Posted: 1:27pm on Jan 11, 2012; Modified: 1:30pm on Jan 11, 2012

Marilyn T. Shuler, the former director of the Idaho Human Rights Commission and co-founder of the Idaho Human Rights Education Center, will be the keynote speaker at this year’s Martin Luther King Jr.-Idaho Human Rights Day celebration.

Shuler will speak on the theme “Have We Gotten There Yet?” during the event that begins at noon Monday, Jan. 16, in the state Capitol rotunda.

The event, sponsored by the Idaho Human Rights Commission, a division of the Idaho Department of Labor, is open to the public.

A trumpet fanfare by Marcellus Brown and Boise State University students will open the celebration, which will include a color guard presentation by Farmway Village Girl Scout Troop 457 of Caldwell.

Former Mountain Home Mayor and Idaho Human Rights Commissioner Joe B. McNeal, the master of ceremonies, will introduce Gov. Butch Otter to formally proclaim Idaho’s 25th annual observance of Martin Luther King Jr.’s birth on Jan. 15, 1929.

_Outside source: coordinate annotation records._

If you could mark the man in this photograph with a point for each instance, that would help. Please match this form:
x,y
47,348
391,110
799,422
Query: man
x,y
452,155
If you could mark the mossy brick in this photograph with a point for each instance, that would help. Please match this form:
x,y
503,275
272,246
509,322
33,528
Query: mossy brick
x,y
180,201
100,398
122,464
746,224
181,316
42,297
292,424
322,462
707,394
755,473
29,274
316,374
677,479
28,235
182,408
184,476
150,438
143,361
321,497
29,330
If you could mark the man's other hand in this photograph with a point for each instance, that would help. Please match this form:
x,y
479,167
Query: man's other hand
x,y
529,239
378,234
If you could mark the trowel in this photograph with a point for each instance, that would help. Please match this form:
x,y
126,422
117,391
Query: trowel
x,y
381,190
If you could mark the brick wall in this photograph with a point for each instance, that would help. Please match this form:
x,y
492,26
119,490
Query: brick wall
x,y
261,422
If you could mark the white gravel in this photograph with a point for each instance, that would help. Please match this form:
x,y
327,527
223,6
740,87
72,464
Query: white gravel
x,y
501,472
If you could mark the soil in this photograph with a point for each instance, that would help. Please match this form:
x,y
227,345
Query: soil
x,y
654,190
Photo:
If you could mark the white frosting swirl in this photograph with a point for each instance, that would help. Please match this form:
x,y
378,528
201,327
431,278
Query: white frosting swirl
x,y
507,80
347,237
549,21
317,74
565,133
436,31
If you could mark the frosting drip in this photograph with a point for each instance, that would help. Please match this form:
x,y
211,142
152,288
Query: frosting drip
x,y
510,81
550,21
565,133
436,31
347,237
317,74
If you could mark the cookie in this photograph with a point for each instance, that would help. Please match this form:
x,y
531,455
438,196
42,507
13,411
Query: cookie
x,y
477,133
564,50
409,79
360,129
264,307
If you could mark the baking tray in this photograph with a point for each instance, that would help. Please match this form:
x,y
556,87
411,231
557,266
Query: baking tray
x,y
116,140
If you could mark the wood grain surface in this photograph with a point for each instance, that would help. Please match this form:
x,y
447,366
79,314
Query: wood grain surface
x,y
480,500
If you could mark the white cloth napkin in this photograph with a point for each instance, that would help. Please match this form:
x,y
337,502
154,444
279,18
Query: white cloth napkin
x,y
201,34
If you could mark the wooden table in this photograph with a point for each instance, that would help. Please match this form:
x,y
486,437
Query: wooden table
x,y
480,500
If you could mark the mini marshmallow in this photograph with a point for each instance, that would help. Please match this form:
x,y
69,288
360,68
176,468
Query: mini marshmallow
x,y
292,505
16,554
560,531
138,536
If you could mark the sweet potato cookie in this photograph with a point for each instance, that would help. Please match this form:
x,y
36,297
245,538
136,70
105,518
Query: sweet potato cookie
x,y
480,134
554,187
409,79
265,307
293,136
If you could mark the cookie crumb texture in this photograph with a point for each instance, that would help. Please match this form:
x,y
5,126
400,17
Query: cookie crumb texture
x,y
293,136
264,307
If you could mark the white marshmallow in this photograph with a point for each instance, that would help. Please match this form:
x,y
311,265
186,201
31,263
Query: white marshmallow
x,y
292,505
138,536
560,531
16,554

The Common Ground Community Chorus with soloist Holly Ann Kling will perform the musical presentation “We the People” before Shuler discusses the history of human rights and how it relates to today.

The drum and singing group Red River Singers, made up of members of Idaho’s Indian tribes, will perform on the steps of the Statehouse to welcome the marchers from Boise State University before moving into the rotunda, where it will perform again.

Serve Idaho, the Governor’s Commission on Service and Volunteerism, will make a presentation on its Martin Luther King Jr. Day Service Project to Operation: Military Kids, and the Boise Peace Quilters will display a peace quilt amid the information tables staffed by community partners.